Ok… that’s one credit for French, another for Phys. Ed., two in science, another in English, two more in math, another one for…
We’ve all been through course selection at some point. Whether you are a freshman student just entering Garneau or a high school senior about to attend college, we are all bound by the pain of assembling every single credit we need to graduate. You’ve probably also noticed how the course selections force students to pick courses with very little freedom. How the hell am I going to use this French credit if I’m not moving to France or Quebec? These are only few of the many problems that plague the Ontario high school course requirements that are now largely out of date. The current measures by the government have failed to adapt to the changing new century, and some serious edits must be made if the ministry still wants to provide students with a proper education.
One of the courses despised the most by students is the mandatory French credit—and how useless it is for a large number of students. There are very few French speakers in North America outside of Quebec. In fact, out of the almost six million inhabitants of Toronto, about ninety-thousand people speak French as their first language—a little over 1% . In fact, the most common first languages in Toronto after English are Chinese (all dialects), Punjabi, Italian, and then Tagalog (Filipino)—French isn’t even in the top 10. You’re over five times as likely to bump into a native Chinese speaker on the street than a French speaker, and two times as likely to run into a Punjabi or Italian speaker .
I don’t believe in removing French entirely, for it’s still useful for some—but French is perfectly fine as an elective rather than a mandatory course. Instead, students should be given more freedom in what second language they would like to learn instead. For many, French just isn’t useful anymore—I haven’t spoken a single word of it outside of class, have you?

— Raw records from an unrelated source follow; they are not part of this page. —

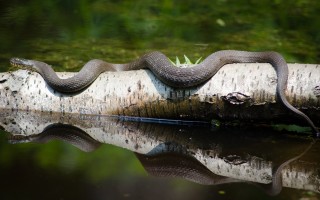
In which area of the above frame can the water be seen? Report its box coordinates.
[0,0,320,199]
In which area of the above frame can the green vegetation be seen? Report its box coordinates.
[0,0,320,188]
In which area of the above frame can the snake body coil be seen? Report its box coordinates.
[10,50,319,134]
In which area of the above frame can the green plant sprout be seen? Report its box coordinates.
[169,55,202,67]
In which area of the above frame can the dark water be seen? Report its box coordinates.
[0,0,320,199]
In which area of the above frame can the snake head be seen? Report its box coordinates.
[10,58,36,71]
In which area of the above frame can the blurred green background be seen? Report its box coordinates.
[0,0,320,199]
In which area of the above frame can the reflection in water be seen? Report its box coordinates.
[0,108,320,195]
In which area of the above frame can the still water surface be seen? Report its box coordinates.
[0,0,320,199]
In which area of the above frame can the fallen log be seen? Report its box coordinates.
[0,63,320,125]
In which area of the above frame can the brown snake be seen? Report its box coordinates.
[10,50,320,136]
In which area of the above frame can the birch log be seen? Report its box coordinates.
[0,63,320,125]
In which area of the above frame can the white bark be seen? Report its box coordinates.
[0,63,320,124]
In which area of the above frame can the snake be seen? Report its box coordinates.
[10,50,320,134]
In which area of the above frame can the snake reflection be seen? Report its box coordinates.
[9,123,317,195]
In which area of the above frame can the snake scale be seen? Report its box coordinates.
[10,50,320,136]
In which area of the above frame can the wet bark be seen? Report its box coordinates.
[0,63,320,125]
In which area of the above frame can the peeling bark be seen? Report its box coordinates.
[0,63,320,125]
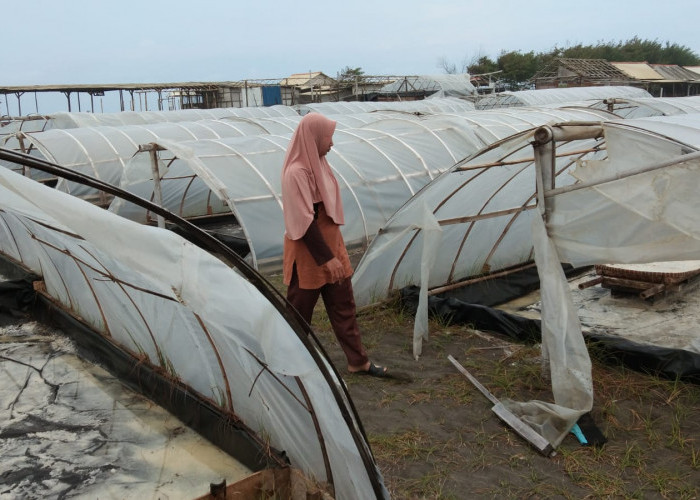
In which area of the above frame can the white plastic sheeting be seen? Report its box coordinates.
[508,114,700,445]
[0,169,383,499]
[111,109,607,267]
[10,112,434,200]
[298,97,474,115]
[353,114,700,446]
[47,105,296,128]
[353,110,604,310]
[476,86,651,109]
[17,119,274,203]
[589,96,700,119]
[111,119,482,266]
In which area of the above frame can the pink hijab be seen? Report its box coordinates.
[282,113,345,240]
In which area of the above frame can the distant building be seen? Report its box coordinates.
[530,57,700,97]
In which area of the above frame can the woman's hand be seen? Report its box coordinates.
[323,257,345,283]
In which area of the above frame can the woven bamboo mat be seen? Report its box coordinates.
[595,260,700,284]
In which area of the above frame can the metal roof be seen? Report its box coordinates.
[610,62,663,80]
[650,64,700,82]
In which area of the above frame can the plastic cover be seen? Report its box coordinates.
[0,168,382,499]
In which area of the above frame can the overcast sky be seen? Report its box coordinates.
[0,0,700,114]
[5,0,700,85]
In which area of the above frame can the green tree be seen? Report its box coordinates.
[337,66,365,83]
[498,51,537,90]
[467,56,501,75]
[441,37,700,83]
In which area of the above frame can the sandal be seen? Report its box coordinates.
[350,362,390,378]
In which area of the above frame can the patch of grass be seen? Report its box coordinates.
[370,428,436,463]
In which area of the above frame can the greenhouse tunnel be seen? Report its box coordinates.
[110,105,610,269]
[0,150,388,499]
[353,114,700,306]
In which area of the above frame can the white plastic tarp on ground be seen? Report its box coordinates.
[0,165,385,499]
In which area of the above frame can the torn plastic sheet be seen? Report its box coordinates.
[0,159,388,498]
[401,287,700,384]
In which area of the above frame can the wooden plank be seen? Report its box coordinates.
[447,354,500,405]
[447,354,554,457]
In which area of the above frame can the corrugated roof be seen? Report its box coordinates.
[610,62,664,80]
[280,71,335,87]
[530,57,630,82]
[650,64,700,82]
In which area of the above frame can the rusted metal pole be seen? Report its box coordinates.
[138,142,165,227]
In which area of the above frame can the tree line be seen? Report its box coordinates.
[439,37,700,89]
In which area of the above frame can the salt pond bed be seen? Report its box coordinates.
[0,321,251,499]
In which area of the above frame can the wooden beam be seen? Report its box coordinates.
[447,355,554,457]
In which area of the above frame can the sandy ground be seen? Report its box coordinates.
[314,276,700,499]
[0,270,700,499]
[0,319,251,500]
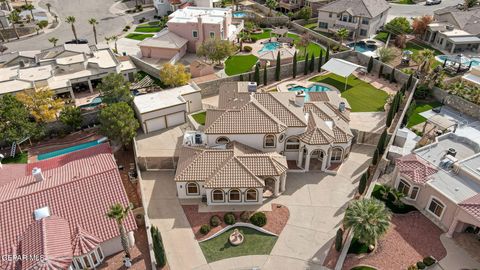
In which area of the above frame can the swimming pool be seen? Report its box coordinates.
[37,137,107,160]
[258,42,280,53]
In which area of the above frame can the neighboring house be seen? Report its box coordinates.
[175,82,353,205]
[133,85,202,133]
[423,5,480,54]
[394,133,480,236]
[139,7,243,60]
[0,44,136,102]
[316,0,390,38]
[0,144,137,270]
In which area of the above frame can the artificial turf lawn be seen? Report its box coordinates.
[225,54,258,76]
[310,73,388,112]
[192,112,207,125]
[407,101,442,128]
[126,33,154,40]
[199,227,278,263]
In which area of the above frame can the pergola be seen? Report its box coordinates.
[322,58,363,90]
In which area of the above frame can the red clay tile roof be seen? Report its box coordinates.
[397,154,438,184]
[0,146,136,268]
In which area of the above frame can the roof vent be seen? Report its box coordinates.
[32,167,45,182]
[33,206,50,220]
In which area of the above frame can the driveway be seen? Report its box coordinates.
[6,0,132,51]
[142,145,375,270]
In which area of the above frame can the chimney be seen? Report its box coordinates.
[295,91,305,107]
[32,167,45,182]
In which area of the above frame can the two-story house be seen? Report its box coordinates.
[316,0,390,38]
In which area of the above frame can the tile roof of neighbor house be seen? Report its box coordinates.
[396,154,438,184]
[175,142,288,188]
[0,144,136,267]
[319,0,390,18]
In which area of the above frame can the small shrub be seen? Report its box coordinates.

Another weird requirement is the forced art credit in Grade 9. Since it is science and mathematics that govern our world, it’s understandable to have arts students study at least a little bit of science. But for the STEM kids out here, why bother learning how to play the tuba when you could be learning something more related to your profession, or more universal? Again, the arts should become electives—sure, some students may wish to experience a course or two in the arts for their own enjoyment, but there’s no point in forcing everyone into something many don’t want to do.
Then, there are courses currently not mandatory that frankly should become enforced. One obvious example is computer science. I’m willing to bet money on the fact every single student in Ontario has used some type of computer at some point in their lives: in school, at home, or somewhere else. Computers have become so common that many of us take them for granted, and yet we still don’t give everyone the course that teaches us how the computer works and how to fix its problems. Not everybody will become programmers, artificial intelligence developers, or software engineers, but having a basic understanding on the machine that allows you to write English essays and play League of Legends will prove to be universally helpful.
The times are changing, and useful knowledge changes with time. Every time we study information that is no longer useful to use, we are wasting time. The ministry has failed to catch up with time, and therefore failed every single child out of the two million students enrolled in the public education system in Ontario . Course selections need to change, and those higher up need to make the measures to change it.